Speaker
Description
In several applications of real-time matching of demand to supply in online marketplaces --- for example, matching delivery requests to dispatching centers in Amazon or allocating video ads to users on YouTube --- the platform allows for some latency (or there is an inherent allowance for latency) in order to batch the demand and improve the efficiency of the resulting matching in such non-stationary environments. Motivated by these scenarios, I investigate the optimal trade-off between batching and inefficiency in the context of designing online allocations under non-stationary arrivals in this talk. In particular, I consider a variant of the classic adversarial online bipartite allocation family of problems where demand requests arrive stage-wise and in $K$ batches—in contrast to online arrival. Our main result for this family is an optimal $(1-(1-1/K)^K)$-competitive (fractional) matching algorithm, improving the classic $(1 − 1/e)$ competitive ratio bound known for the online variants of these problems (Mehta et al., 2007; Aggarwal et al., 2011; Golrezaei et al. 2014). Time permits, I briefly explain a generalization of the base result to multistage configuration allocations and its applications to video display advertising and AdX.

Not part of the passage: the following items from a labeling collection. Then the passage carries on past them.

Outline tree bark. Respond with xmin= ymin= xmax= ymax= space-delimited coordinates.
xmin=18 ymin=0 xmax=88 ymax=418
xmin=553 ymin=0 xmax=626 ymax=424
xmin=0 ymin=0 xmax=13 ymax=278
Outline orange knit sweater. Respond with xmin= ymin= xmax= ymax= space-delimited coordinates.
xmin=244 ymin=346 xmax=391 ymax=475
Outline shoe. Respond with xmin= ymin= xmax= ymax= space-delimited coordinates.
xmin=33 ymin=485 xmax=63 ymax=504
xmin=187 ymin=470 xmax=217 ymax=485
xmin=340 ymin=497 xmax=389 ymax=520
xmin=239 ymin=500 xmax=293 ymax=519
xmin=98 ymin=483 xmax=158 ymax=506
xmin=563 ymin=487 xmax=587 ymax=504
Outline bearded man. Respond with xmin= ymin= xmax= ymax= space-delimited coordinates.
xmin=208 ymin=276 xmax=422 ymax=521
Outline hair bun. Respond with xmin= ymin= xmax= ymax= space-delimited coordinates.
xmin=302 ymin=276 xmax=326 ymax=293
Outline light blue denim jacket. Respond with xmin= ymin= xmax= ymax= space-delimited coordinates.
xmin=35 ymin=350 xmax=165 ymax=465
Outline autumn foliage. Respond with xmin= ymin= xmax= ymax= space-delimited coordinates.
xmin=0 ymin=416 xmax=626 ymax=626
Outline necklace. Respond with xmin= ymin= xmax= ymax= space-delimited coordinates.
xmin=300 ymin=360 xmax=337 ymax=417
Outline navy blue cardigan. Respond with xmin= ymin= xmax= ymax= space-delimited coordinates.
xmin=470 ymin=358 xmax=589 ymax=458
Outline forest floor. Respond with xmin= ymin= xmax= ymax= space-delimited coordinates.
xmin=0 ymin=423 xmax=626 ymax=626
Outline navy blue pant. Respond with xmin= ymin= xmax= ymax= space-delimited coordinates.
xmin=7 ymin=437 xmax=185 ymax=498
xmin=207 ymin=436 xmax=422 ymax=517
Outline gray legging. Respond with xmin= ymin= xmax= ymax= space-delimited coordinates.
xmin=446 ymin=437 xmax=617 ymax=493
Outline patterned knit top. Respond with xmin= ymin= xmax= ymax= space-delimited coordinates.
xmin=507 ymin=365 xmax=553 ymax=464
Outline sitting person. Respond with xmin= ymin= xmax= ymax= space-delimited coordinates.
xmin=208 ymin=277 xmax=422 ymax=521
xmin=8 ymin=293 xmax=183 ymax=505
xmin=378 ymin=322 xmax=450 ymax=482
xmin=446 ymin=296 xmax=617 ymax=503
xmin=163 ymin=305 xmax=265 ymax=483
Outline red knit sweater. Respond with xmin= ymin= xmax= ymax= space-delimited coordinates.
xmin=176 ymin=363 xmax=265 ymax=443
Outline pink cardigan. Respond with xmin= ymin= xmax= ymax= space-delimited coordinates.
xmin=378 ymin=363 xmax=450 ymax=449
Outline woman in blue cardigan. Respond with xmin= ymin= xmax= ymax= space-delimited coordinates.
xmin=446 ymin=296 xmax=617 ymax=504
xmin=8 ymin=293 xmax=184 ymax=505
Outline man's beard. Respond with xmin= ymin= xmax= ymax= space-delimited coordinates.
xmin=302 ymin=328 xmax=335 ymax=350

Our main technique at a high level is developing algorithmic tools to vary the trade-off between “greediness” and “hedging” of the matching algorithm across stages. We rely on a particular family of convex-programming-based matchings that distribute the demand in a specifically balanced way among supply in different stages, while carefully adjusting the balancedness of the resulting matching across stages. More precisely, we identify a (unique) sequence of polynomials with decreasing degrees to be used as strictly concave regularizers of the basic linear program for the greedy matching at each stage. At each stage, our multi-stage algorithm returns the corresponding regularized optimal solution as the matching of this stage (by solving the convex program). By providing structural decomposition (tied to these convex programs) of the underlying subgraph at each stage and recursively connecting the regularizers together, we develop a new multi-stage primal-dual framework to analyze the competitive ratio of this algorithm. For the extension to multi-stage configuration allocation, we develop a new idea of regularizing separately at different price levels, and we analyze the resulting regularized price-level convex programming-based multistage algorithm using a new primal-dual argument.